ひとりでは到底抱えきれず、儀三治は幸吉と共に茂兮の屋敷を訪れた折、打ち明けたのである。住吉神社に続いて、浦佐にある普光寺へ献納する額を作るため句寄せをすることが決まり、性懲りもなく三人でその話し合いをしている席だ。もっとも、
「京伝から文が届いた」
と告げただけで、越後の綺談を密かに書き送ったことは恥ずかしいので伏せた。ためにふたりは、なーして江戸の著名な戯作者がにしを知ってるがだ、と首を傾げた。
「前に読んだ黄表紙の感想を書いて送ったすけ」
この粗放な言い訳をふたりがあっさり信じたのは、以前から儀三治が、江戸で活躍している著名人にこまめに文を書き送っていたのを知っているからだろう。歌舞伎役者の市川海老蔵や絵師の歌川豊国など、気になる人物とあれば片っ端から文を出していた時期があったのだ。
「だどもあの京伝が、文を返すと思うか。戯作に忙しいっぺに」
しつこく儀三治が怪しむと、
「京伝と言ってきてるがっぺ。そうせば、京伝だっぺ」
茂兮が、なにを疑うことがあると言わんばかりに返す。
「忙しいてっても、ただ、ものを書いとるだけだ。縮を売り歩くわけでもねぇ、畑を耕すこともねぇ楽な仕事だすけ、身体も疲れんし、暇もあるっぺ」
幸吉がせせら笑う。この男は、ものを書く苦労をなにもわかっていない。儀三治が内心憤然となったところに、
「しかも、黄表紙てぇ子供だましのもんばっか書いとるようだしなぁ」
茂兮が追い打ちを掛けた。
「そんげんこたねぇ。少し前に出た『金々先生造化夢』は、真面目に働くてことがどっけに大事か書かれた黄表紙で、おれはえれぇ感じ入ったすけ」
反駁したが、ふたりはすでに興味を失ったらしく、
「それより、句の選者をそろそろ決めていかんばんねぇ。句寄せをはじめる前に、ご住職と話さんばならねぇすけ」
茂兮が律儀なところを見せ、
「そうだなぁ。次は前よりもっといっぺこと句を集めてぇなぁ」
と、幸吉がうっとりと宙を見つめる。儀三治はひとつ溜息をつくと、京伝の話を仕舞い、選者の候補を書き並べた紙を広げてみせた。
「おお。支度がええなぁ」
感心するふたりの声を受け流し、これから京伝に送ることになる越後綺談へとそっと思いを馳せている。

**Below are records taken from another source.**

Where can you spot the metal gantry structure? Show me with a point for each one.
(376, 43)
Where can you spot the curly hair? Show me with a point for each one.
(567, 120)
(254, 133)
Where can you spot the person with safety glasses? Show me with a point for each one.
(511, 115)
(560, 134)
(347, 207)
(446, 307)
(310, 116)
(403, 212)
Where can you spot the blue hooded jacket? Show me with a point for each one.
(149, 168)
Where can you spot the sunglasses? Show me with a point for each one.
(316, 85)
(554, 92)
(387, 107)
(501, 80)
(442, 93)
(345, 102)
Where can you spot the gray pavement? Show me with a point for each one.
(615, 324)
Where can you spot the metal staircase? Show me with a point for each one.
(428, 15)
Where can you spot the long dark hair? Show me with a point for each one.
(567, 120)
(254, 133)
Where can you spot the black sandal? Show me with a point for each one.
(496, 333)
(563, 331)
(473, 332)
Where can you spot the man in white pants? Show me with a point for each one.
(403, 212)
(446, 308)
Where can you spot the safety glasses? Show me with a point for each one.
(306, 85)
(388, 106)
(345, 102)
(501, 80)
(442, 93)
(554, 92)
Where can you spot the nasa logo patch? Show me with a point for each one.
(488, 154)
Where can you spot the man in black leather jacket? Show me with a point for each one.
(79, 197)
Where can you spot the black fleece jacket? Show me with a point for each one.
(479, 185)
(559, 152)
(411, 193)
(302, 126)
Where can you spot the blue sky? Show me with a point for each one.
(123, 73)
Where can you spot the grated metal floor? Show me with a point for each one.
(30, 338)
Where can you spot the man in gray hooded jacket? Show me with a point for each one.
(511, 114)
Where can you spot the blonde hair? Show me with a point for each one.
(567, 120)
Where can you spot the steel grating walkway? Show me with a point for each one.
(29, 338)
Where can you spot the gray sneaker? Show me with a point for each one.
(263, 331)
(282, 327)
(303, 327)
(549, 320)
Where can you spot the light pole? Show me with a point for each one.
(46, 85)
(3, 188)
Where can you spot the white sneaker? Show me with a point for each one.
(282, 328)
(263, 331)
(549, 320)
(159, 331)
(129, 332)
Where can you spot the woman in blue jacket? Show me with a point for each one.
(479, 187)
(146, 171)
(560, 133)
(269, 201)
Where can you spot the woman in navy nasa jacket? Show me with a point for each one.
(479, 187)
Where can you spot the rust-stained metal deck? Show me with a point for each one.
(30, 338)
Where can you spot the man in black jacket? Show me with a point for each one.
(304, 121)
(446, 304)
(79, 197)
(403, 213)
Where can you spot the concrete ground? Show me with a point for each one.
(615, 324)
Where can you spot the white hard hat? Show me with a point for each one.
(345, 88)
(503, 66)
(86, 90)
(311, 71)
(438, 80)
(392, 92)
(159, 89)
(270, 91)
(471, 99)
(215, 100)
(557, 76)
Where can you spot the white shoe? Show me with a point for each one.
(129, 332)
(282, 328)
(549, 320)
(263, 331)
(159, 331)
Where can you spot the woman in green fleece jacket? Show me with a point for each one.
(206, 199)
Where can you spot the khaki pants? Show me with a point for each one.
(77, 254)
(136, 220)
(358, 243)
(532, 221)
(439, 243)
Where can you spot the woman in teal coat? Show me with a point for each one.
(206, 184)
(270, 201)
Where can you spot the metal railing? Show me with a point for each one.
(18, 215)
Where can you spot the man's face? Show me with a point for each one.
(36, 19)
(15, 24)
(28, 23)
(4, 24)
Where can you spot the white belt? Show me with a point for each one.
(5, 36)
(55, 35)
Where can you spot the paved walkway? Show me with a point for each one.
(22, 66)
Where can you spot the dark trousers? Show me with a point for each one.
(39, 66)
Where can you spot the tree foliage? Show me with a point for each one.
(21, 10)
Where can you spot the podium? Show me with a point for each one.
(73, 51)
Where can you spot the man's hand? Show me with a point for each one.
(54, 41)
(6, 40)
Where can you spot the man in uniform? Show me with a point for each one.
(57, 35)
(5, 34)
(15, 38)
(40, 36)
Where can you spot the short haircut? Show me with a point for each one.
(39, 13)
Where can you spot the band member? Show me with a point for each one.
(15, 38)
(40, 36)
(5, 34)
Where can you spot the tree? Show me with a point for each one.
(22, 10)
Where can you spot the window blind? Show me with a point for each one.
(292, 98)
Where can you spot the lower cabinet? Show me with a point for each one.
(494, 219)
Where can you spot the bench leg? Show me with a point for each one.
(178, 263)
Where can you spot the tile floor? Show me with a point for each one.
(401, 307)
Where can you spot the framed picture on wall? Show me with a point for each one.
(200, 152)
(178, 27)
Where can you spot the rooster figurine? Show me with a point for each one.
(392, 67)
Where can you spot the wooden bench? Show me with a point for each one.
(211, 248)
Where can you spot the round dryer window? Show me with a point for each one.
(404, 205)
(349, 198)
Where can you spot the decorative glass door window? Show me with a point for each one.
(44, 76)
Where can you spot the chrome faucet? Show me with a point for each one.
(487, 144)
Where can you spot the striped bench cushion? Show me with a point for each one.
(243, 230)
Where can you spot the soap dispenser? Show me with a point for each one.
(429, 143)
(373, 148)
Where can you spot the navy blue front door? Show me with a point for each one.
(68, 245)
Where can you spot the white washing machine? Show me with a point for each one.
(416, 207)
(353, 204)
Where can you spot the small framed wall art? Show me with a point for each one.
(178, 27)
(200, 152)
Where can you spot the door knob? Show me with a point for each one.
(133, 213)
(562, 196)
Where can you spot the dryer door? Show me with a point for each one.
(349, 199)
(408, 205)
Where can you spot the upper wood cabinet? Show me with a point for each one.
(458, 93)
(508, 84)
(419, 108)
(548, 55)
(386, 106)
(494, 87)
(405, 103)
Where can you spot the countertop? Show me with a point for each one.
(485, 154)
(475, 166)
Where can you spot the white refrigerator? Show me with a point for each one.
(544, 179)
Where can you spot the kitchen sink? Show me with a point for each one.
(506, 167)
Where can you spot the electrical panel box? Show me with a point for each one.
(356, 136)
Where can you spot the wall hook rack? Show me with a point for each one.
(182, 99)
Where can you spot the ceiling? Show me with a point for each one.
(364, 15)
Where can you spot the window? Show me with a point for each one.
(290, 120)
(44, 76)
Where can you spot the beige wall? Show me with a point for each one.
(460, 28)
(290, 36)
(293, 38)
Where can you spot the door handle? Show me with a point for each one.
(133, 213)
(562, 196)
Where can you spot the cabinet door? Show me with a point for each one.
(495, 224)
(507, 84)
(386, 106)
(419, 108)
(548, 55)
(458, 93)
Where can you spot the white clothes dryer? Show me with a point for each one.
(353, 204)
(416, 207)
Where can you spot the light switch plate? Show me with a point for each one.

〈お手紙忝く拝披奉り候。御家内お揃いで益々ご康健にあそばされ、欣慰至極に存じ奉り候〉
二通目となる山東京伝からの文を開き見るや、儀三治は慌ててそれを文机に置いた。最前までかじかんでいた手の平はいつしか汗びっしょりで、紙に染みでもつけたら事だと急ぎ手を離したのだ。懐から手拭いを出して指の股まで拭う。火鉢の炭も熾さぬ冷え切った部屋にいるのに異なことだと己の肝の小ささを恥じてうつむき、その拍子に京伝の綴った文字が目を潤していっそう身体が熱くなる。
文は、儀三治が先日追加で送った綺談の続きに対する返礼だった。「まだ読みはじめたばかりだが大変面白く、これから刻をかけてすべて拝読するのが楽しみだ」と書かれており、思いも掛けぬ讃辞に儀三治は、総身が浮き上がらんばかりに昂揚した。「雪の時季に用いる藁靴やかんじきなどの道具も詳しく知ることができて助かった」とも京伝は続けており、苦労してそれらの模型を作って送った甲斐があったと小躍りでもしたい心持ちになる。ことに、絵の巧みさに加え文章を褒めたくだりでは、これを評したのが山東京伝だと思えば、かほどの果報がまさか我が身に起ころうとは、という戸惑いにも似た感銘に覆われたのだった。